Le Quoc Doanh, deputy minister of Agriculture and Rural Development, said at the opening ceremony that coffee was among Vietnam’s key products, accounting for a large proportion of the country’s exports.
It has contributed significantly to the nation’s poverty alleviation efforts in particular and socio-economic development in general, especially for the people in the Central Highlands, he said.
Pham S, Vice Chairman of Lam Dong Province, where Da Lat is located, said that development of the coffee industry has brought thousands of jobs for people in the Central Highlands.
The first Vietnamese Coffee Day was marked with an exhibition and several other activities including workshops to discuss ways to ensure sustainable development of the domestic coffee industry in the future.
In 2016, a total 1.78 million tonnes of coffee was exported for a turnover of US$3.4 billion. In addition to traditional coffee beans, Vietnam was able to produce roasted, ground and well-processed coffee products whose export value reached more than US$300 million.
Vietnam ranks second after Brazil as the world’s largest raw coffee exporter, with the Central Highlands region contributing to 90% of the country’s total production.

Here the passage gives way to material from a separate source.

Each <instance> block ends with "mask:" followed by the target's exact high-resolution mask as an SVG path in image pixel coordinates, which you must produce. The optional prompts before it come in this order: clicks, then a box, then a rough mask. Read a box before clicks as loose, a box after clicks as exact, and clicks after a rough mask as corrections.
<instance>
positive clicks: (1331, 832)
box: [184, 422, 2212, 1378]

Lam Dong Province ranks second in the country for coffee cultivation and production.
Finding a niche
Experts have said that despite being the world’s second largest coffee exporter, Vietnamese coffee products are favoured for cheap prices while the product quality is not highly spoken of.

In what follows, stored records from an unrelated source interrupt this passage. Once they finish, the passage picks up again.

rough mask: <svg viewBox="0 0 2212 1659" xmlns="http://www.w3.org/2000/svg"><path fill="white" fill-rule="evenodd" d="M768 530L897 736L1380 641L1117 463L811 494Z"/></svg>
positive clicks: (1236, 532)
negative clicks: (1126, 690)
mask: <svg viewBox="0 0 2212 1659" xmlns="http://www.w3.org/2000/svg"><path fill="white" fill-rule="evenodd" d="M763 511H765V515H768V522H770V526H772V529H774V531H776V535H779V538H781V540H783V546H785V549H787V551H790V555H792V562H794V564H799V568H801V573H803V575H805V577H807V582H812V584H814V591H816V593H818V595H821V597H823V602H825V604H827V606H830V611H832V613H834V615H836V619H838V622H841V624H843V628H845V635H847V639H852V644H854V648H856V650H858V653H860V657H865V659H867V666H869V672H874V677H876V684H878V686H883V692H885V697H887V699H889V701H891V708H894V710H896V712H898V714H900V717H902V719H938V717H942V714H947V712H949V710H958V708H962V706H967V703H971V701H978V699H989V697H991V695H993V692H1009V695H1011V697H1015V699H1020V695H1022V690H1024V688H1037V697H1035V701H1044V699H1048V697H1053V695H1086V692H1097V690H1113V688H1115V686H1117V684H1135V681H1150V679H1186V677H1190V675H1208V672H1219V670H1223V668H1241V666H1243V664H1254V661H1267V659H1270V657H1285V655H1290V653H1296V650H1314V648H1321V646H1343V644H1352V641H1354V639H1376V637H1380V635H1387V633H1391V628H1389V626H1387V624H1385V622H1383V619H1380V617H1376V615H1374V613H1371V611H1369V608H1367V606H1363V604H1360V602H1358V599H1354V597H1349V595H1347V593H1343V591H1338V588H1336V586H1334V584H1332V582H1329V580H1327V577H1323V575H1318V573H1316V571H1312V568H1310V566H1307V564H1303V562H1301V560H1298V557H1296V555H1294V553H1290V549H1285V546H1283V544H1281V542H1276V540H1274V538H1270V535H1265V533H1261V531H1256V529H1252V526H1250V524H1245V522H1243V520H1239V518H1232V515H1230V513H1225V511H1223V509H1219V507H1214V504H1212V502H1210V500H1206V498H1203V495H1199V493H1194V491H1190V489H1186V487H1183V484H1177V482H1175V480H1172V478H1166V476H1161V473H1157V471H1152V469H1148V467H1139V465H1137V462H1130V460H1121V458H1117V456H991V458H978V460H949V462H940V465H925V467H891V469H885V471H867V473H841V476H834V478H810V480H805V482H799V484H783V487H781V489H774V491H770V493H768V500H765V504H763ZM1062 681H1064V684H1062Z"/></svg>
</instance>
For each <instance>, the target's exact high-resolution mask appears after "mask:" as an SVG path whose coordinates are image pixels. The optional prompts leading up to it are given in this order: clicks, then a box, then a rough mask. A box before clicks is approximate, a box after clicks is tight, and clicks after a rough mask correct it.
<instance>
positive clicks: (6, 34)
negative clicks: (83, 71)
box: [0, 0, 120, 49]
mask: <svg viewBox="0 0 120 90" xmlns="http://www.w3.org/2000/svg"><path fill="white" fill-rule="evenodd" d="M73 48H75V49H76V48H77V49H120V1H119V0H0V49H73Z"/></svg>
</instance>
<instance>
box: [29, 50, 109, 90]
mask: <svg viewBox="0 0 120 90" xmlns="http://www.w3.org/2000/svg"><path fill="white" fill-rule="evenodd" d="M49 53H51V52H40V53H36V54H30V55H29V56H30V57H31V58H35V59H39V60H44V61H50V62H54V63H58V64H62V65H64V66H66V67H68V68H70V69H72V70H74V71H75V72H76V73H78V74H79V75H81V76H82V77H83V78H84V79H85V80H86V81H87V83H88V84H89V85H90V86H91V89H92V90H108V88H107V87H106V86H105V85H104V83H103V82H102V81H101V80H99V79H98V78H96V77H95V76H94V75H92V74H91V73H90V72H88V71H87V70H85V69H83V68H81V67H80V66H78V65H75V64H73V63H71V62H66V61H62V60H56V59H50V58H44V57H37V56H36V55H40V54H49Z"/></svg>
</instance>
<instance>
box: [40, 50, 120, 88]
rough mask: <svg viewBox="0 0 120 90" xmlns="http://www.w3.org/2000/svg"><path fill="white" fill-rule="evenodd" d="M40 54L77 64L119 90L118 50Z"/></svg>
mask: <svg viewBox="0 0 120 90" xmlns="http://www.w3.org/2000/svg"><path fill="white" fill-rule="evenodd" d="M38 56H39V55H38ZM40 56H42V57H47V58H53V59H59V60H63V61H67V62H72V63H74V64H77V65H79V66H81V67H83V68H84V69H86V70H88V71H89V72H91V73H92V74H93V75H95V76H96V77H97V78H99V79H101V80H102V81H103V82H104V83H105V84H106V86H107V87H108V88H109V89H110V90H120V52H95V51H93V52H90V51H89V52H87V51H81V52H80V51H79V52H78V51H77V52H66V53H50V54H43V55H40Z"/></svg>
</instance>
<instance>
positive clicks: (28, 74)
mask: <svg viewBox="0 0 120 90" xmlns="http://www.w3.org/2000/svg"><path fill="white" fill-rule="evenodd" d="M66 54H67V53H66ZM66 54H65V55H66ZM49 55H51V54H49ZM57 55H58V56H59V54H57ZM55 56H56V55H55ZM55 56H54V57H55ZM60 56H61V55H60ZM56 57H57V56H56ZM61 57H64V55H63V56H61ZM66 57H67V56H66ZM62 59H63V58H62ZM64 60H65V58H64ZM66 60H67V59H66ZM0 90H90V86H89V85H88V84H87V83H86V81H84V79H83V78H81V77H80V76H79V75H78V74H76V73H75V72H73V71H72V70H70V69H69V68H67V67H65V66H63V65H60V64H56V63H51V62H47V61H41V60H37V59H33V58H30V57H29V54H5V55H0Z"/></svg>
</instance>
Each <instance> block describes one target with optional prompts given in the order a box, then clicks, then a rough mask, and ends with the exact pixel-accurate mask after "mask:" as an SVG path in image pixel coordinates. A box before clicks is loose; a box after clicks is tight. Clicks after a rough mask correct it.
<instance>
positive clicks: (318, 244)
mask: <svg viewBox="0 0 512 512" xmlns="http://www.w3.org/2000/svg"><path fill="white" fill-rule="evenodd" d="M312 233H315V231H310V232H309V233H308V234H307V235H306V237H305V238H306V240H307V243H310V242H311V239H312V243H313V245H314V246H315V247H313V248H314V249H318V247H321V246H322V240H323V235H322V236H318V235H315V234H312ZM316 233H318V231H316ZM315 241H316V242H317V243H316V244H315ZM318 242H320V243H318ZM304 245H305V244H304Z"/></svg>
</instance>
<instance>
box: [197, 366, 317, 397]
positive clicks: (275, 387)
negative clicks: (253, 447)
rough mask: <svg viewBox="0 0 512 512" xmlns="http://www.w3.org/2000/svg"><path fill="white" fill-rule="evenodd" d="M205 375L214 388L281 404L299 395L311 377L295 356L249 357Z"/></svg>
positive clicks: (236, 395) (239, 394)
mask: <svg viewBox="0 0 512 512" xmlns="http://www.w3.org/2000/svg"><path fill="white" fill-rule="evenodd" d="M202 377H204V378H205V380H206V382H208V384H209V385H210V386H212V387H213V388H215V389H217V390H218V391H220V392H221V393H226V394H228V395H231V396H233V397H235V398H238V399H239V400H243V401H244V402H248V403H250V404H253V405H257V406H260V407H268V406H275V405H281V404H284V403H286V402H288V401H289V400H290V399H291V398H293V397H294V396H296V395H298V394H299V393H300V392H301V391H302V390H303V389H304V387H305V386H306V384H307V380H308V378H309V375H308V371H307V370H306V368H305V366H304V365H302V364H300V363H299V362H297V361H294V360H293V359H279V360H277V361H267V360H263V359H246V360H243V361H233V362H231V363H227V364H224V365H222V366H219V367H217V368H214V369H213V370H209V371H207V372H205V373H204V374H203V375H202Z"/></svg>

That is because Vietnamese farmers plant, grow and harvest coffee through traditional methods without applying modern, technological procedures and applications.
The exhibition on December 10 featured 30 booths of coffee and coffee machine producers from the Central Highlands and northern mountainous regions.
Even organisers gave medals to processing companies and co-operatives that have made great contributions to the domestic coffee industry.
The second Vietnamese Coffee Day will be held in Dak Nong Province in 2018.